Michigan State athletic director Mark Hollis presents another option with his marketing background. Hollis has dazzled nationally with his inventive game venues and ideas while leading the men's basketball and football programs to national heights.

"Maybe they don't have a business background in terms of degrees," Dittmore said. "They're going through channels that revenue develop. And part of the importance and emphasis of revenue generation is the cost of intercollegiate athletics."

Some schools have departed from hiring the classic athletic administrator and gone the route of hiring an attorney, like Notre Dame's Jack Swarbrick, and CEOs, like Brandon and Hackett, to run their athletic departments.

But that background offers inherent problems as the individual transitions to this new world of college athletics.

"When I came to Michigan, there were clearly gaps in the tools that an AD needed in his toolbox that I didn't have a clue about," Martin said. "Such as NCAA compliance. ... I saw that and I thought, 'IRS tax returns. Do we file a tax return?' The business side was easy."

Martin was the last Michigan athletic director to have spent more than a decade on the job. According to a Sports Business Daily report this summer, there is a significant turnover rate among athletic directors. The report indicated the average tenure is 6.8 years.

To develop longevity, Martin said it's important to have a strong senior leadership team, which consists of four to five people.
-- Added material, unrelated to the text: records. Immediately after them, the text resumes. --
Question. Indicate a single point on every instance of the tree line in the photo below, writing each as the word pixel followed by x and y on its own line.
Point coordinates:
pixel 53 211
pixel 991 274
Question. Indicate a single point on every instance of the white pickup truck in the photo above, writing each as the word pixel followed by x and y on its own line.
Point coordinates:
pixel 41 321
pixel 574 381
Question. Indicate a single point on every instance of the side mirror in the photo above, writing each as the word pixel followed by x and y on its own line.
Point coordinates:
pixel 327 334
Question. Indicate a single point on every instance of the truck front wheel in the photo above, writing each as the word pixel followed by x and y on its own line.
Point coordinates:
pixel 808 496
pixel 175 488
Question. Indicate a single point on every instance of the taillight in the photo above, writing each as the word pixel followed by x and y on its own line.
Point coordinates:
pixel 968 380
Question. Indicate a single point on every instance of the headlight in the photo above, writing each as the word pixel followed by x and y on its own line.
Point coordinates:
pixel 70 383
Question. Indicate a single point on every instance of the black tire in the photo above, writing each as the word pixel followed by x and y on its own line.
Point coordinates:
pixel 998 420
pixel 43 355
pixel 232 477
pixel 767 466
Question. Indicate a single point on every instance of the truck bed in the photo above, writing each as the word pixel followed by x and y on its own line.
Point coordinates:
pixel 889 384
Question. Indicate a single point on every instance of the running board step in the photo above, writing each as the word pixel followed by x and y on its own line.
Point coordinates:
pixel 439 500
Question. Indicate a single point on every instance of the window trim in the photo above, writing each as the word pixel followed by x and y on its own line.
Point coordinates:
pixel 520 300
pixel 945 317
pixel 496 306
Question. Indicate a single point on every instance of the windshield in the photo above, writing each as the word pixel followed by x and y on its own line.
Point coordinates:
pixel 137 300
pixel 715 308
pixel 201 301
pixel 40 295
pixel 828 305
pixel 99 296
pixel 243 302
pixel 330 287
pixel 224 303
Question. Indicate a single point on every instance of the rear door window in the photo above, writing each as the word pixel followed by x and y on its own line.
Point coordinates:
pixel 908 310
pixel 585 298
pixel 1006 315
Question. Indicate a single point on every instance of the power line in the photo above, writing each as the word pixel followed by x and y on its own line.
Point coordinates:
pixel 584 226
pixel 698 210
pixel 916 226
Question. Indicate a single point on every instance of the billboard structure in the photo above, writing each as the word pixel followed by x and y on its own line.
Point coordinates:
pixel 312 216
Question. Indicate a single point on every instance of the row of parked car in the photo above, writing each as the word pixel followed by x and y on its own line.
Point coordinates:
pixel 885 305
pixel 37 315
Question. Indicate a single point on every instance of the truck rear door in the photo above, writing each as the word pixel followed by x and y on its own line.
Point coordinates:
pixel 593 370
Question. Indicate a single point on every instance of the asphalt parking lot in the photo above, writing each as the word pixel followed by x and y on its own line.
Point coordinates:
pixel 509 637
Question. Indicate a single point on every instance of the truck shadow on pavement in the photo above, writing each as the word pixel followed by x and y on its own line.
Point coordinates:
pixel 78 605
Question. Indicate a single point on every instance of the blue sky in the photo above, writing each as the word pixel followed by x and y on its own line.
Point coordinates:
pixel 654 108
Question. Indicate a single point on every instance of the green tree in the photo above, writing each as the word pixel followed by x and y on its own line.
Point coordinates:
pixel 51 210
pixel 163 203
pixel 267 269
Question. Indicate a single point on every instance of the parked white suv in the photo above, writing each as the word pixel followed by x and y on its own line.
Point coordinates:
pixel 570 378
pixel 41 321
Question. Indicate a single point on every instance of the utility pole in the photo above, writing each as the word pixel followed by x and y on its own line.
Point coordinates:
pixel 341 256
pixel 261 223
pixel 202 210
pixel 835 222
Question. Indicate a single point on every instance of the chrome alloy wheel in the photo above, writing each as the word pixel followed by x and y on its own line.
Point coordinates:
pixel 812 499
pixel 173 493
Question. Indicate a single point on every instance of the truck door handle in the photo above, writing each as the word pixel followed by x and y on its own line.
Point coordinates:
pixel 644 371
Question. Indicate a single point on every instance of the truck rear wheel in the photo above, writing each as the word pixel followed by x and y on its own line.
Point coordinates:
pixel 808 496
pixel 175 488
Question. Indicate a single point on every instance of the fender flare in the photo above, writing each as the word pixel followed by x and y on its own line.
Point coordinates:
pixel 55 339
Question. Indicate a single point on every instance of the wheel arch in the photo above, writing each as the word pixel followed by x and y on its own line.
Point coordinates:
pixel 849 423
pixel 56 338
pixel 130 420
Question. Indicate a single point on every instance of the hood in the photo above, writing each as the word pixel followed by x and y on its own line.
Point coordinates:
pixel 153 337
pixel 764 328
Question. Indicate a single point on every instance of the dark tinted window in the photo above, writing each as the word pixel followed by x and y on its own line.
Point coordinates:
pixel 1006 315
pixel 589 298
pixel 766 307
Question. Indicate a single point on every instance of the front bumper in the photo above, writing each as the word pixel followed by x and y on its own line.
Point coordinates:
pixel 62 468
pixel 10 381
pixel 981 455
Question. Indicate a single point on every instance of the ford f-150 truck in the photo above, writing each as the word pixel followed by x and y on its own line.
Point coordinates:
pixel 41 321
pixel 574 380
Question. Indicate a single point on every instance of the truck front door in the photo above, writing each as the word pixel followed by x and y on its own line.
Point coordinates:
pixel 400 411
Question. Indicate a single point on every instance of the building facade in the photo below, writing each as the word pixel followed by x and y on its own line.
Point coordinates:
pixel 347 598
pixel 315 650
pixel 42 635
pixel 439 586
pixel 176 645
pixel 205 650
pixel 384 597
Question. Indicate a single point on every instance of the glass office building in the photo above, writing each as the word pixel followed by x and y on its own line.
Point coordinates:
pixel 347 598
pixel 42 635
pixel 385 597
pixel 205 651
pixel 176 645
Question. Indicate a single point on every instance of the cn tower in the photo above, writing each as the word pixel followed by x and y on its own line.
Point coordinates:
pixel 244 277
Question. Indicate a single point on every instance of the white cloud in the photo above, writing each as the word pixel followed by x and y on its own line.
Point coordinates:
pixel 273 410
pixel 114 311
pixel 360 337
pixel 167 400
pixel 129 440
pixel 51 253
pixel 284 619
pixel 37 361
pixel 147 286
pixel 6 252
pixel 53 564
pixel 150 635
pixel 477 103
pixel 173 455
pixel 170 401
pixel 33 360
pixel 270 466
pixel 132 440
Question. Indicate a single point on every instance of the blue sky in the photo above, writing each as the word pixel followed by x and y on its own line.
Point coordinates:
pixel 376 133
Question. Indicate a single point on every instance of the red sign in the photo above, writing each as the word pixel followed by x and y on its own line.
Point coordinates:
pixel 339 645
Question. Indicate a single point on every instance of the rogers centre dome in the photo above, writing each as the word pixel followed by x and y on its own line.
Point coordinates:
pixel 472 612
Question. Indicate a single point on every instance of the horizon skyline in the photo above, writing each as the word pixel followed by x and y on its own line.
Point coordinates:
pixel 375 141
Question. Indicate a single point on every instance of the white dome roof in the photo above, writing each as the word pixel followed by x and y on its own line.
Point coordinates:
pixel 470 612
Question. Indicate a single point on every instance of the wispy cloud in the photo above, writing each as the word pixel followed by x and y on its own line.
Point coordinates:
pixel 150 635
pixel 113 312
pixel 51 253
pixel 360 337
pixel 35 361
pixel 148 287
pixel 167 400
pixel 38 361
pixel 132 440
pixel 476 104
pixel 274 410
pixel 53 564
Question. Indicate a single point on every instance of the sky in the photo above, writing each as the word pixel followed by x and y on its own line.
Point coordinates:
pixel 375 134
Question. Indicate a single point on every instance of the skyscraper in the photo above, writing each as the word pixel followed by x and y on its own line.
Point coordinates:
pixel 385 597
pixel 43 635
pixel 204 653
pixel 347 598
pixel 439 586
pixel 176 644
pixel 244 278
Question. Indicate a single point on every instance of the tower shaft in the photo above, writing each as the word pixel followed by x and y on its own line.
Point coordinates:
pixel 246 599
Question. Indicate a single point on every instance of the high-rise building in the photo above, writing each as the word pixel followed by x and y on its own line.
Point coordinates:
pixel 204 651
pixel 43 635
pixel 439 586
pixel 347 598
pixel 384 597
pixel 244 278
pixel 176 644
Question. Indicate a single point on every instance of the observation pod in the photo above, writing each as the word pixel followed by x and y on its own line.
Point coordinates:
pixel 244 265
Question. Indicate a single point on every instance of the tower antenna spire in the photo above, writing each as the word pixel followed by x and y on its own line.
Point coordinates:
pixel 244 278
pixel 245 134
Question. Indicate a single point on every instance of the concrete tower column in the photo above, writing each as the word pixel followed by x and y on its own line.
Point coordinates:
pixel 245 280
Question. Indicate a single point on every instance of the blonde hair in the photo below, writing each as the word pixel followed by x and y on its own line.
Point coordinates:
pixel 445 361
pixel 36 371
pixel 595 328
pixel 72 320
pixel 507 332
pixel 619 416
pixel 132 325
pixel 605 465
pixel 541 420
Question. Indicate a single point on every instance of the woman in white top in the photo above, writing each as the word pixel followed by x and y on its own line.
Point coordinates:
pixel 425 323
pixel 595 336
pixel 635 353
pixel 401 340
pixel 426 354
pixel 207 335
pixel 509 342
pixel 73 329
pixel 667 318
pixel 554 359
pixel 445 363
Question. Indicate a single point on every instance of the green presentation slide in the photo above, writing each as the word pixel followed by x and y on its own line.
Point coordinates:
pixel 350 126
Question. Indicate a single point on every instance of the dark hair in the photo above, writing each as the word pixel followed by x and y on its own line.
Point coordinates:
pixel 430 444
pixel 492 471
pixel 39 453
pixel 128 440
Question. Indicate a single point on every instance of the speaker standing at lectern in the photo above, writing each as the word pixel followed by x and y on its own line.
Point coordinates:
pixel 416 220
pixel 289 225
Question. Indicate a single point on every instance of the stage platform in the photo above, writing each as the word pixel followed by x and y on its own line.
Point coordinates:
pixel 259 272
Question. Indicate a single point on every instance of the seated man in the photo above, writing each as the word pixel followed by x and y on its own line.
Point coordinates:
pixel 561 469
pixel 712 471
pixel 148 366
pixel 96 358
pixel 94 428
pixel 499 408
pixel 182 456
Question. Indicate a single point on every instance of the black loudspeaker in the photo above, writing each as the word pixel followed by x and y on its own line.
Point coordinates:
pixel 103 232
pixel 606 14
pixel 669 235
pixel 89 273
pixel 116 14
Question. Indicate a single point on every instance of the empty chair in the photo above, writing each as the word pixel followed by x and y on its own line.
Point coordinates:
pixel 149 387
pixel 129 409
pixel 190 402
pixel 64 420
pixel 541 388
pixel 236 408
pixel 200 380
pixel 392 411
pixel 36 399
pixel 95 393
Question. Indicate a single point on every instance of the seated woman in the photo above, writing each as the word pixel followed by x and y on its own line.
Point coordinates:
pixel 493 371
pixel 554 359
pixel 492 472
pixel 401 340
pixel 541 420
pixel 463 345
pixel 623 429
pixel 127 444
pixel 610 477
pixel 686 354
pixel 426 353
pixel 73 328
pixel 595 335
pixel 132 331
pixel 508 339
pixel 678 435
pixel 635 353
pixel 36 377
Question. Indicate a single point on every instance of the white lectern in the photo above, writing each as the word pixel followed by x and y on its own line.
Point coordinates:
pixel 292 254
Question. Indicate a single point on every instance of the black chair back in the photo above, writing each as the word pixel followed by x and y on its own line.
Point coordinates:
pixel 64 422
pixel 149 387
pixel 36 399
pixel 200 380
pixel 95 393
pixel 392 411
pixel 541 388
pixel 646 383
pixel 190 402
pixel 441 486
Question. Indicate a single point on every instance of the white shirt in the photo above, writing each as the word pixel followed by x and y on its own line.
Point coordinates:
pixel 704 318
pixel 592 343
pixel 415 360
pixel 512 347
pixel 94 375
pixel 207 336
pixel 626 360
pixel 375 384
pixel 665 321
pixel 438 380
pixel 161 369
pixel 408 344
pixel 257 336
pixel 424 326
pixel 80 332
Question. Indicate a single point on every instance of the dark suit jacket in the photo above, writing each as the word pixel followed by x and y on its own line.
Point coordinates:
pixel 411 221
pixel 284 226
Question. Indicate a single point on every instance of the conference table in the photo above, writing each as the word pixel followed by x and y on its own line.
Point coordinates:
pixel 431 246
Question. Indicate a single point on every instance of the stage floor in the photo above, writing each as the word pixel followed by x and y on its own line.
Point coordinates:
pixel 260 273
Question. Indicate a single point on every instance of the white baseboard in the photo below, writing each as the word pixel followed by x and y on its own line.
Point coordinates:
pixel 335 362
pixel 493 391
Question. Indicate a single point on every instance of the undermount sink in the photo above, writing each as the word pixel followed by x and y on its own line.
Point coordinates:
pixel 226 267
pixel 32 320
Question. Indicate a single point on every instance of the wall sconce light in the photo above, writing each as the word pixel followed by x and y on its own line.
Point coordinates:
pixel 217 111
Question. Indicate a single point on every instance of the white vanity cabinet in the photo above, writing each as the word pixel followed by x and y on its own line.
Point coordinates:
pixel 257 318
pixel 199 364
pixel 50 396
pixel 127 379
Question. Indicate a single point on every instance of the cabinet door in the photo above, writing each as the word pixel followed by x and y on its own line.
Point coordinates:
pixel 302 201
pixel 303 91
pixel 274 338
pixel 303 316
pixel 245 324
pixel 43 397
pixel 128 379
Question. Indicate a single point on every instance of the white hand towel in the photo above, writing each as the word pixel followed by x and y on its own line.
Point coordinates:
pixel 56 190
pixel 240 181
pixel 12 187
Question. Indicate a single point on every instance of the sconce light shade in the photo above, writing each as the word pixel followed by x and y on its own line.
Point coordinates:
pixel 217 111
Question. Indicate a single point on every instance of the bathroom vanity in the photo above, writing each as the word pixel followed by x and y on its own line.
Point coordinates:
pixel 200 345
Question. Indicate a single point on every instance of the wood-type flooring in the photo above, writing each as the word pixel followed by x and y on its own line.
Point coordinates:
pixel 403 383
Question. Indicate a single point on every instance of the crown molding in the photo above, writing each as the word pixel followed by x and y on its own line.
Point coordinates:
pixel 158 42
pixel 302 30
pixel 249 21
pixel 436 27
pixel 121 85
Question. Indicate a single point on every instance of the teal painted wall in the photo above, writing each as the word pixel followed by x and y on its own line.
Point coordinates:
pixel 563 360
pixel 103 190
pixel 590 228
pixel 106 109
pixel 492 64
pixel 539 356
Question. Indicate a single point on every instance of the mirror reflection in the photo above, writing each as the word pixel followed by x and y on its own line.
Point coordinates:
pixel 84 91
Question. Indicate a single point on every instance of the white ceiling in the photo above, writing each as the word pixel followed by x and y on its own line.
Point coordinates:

And if you're not someone who has had, say, a strong background in fundraising, you hire someone who has that.

"That's crucial," Martin said. "Having individuals with experience with major donors, you need that on the staff."

'Different day and age'

Bob Vecchione, executive director of the National Association of Collegiate Directors of Athletics, said it's still nice to see people move up the traditional ranks to become an athletic director, but he also knows the college landscape continues to change.

"It's just a different day and age," Vecchione said. "It's got to be a fit. It's a big job, pays a lot of money has a lot of responsibilities."